About Boer Goats

As their name suggests, Boer goats originated in South Africa, where “boer” translates to “farmer”. Although the exact ancestors to the Boer goat are unknown, they are thought to be the offspring of crosses from local African goats and European ones. This is a fast maturing meat goat as opposed to a dairy goat. They are an undemanding breed to raise, considering they were bred to withstand the extreme temperatures of South Africa.

Boer goats possess a charming and distinctive look with prominent beards and hound-dog like ears. Their heads, necks and shoulders of their bodies are a dark chestnut brown while the rest of the body is white. Sometimes their faces may also have white markings like a star or a blaze. Mature bucks can tip the scales between 200 and 240 pounds, while does are a little smaller at 190 to 230 pounds.

Since their importation to the United States in 1993, Boer goats are quickly becoming a source of lean red meat for consumers looking to avoid beef.
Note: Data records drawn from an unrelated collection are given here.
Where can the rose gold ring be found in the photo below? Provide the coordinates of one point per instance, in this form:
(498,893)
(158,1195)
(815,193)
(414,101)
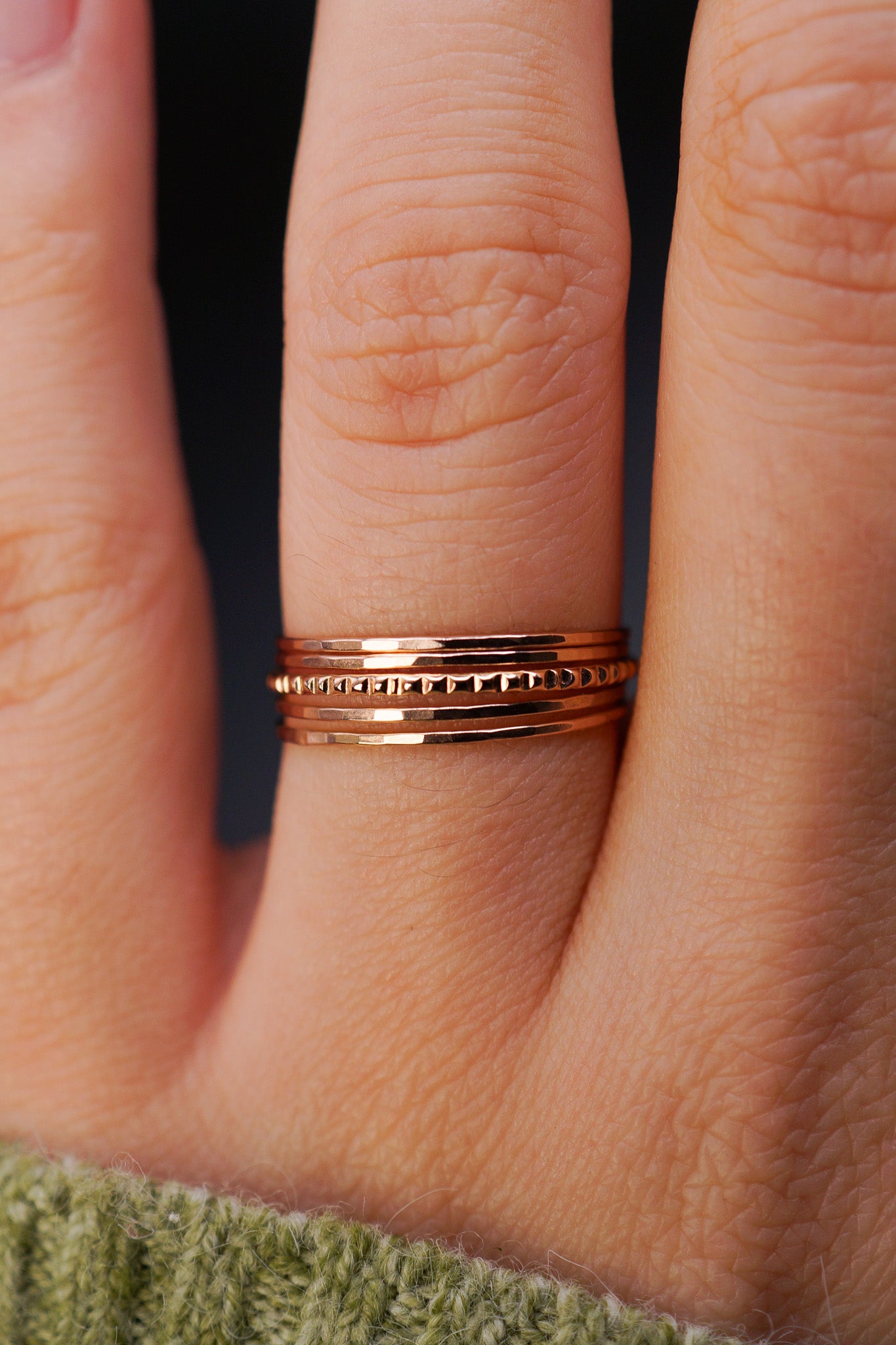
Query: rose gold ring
(458,689)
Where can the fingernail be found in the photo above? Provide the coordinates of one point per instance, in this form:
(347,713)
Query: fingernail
(33,30)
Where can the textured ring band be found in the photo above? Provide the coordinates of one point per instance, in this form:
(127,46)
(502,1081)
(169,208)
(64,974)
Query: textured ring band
(461,689)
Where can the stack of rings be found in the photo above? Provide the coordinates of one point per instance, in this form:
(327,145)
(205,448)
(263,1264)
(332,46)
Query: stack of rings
(465,689)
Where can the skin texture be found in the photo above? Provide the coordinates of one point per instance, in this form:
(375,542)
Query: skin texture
(640,1029)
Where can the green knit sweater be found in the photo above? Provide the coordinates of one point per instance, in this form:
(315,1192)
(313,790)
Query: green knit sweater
(91,1258)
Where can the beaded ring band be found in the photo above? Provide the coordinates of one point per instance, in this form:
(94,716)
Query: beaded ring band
(458,689)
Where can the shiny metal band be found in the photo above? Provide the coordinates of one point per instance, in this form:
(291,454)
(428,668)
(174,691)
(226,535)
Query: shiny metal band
(435,690)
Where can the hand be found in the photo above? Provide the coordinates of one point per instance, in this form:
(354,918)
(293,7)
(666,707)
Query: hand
(656,1040)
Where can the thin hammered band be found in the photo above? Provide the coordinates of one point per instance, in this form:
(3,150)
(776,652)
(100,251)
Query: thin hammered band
(458,689)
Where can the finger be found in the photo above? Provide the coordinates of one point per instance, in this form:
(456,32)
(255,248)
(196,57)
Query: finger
(105,734)
(763,752)
(456,295)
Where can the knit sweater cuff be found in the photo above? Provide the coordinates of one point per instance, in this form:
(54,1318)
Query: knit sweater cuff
(105,1258)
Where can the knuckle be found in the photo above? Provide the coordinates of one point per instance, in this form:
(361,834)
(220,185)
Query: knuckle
(437,334)
(797,170)
(69,579)
(43,261)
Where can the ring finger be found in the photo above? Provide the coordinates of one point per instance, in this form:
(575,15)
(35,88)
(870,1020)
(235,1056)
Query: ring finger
(457,278)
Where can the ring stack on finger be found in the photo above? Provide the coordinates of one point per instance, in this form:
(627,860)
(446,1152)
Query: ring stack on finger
(467,689)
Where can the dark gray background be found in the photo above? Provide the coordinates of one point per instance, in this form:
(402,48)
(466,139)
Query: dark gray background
(230,93)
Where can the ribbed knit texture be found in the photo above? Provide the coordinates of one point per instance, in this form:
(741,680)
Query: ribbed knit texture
(92,1258)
American consumers spend $30 million per year, according to the American Boer Goat Association. Much of that money went to import goats but now Americans have caught onto the idea of raising goats for meat in their own country. Goats cost far less to feed and need less land than cows.

Boer does are noted for their high fertility and good overall health. They can be bred as early as five months, but some breeders may wish to wait until the does is more mature. Boer goats have adapted to other climates like the American southwest without many problems.